I found The Slap by browsing my library's new release shelves. The cover and the title drew my attention, but after discovering that it takes place in Australia, I have to admit to almost putting it back. I am glad I didn't because I really came to enjoy it. I give it an A-.
Winner of the 2009 Commonwealth Writers' Prize, Christos Tsiolkas's The Slap is a riveting page-turner and a powerful, haunting rumination on contemporary middle-class family life. When a man slaps a child who is not his own at a neighborhood barbecue, the act triggers a series of repercussions in the lives of the people who witness the event-causing them to reassess their values, expectations, and desires. For readers of Jonathan Franzen and Tom Perrotta, this is a compelling account of modern society and the way we live today.

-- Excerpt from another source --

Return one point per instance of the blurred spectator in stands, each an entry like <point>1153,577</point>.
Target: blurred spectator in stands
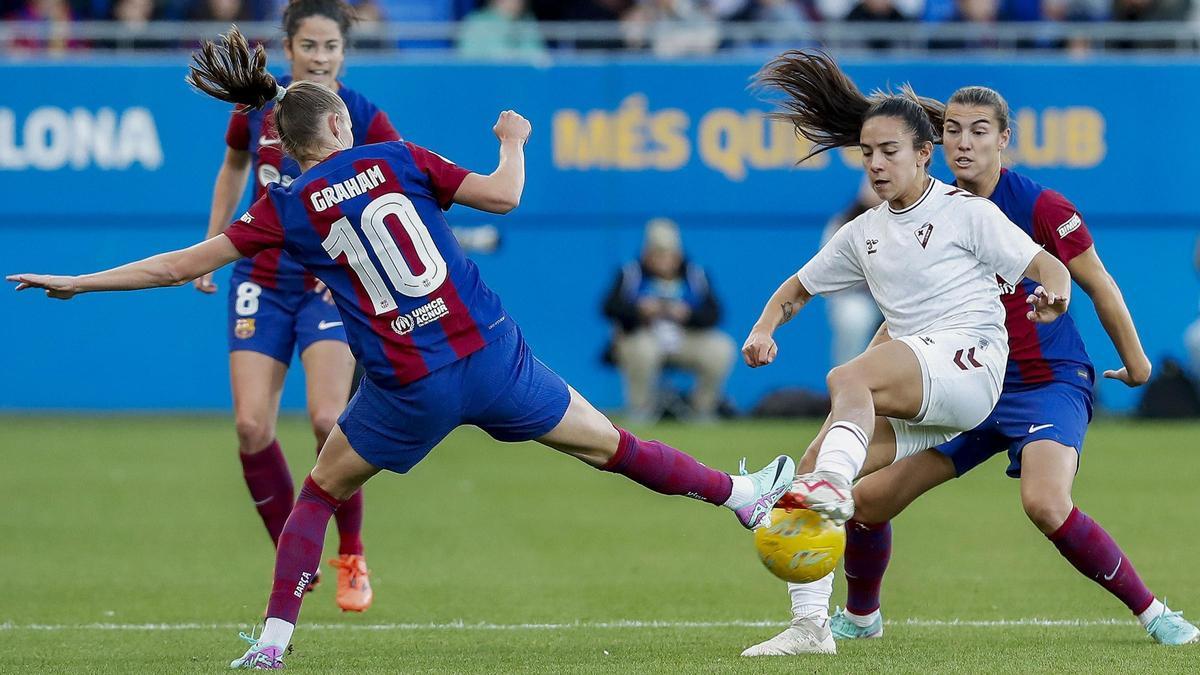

I thought the book addressed a lot of questions like what are people to do when a child isn't being disciplined by they parents when there is clearly a need and who do we stand by between an argument between family and friends. I loved the way the story was told through 8 different people who were at the barbecue and getting to see how they feel about all of the events. I was somewhat shocked at some of the descriptions of drug use and felt that they probably could have been left out of the story, but all in all it was very engaging. For a dirty, raw look at the suburbs (or at least those in Australia) I would check out The Slap. I am glad I broke my kinda rule about not reading foreign books!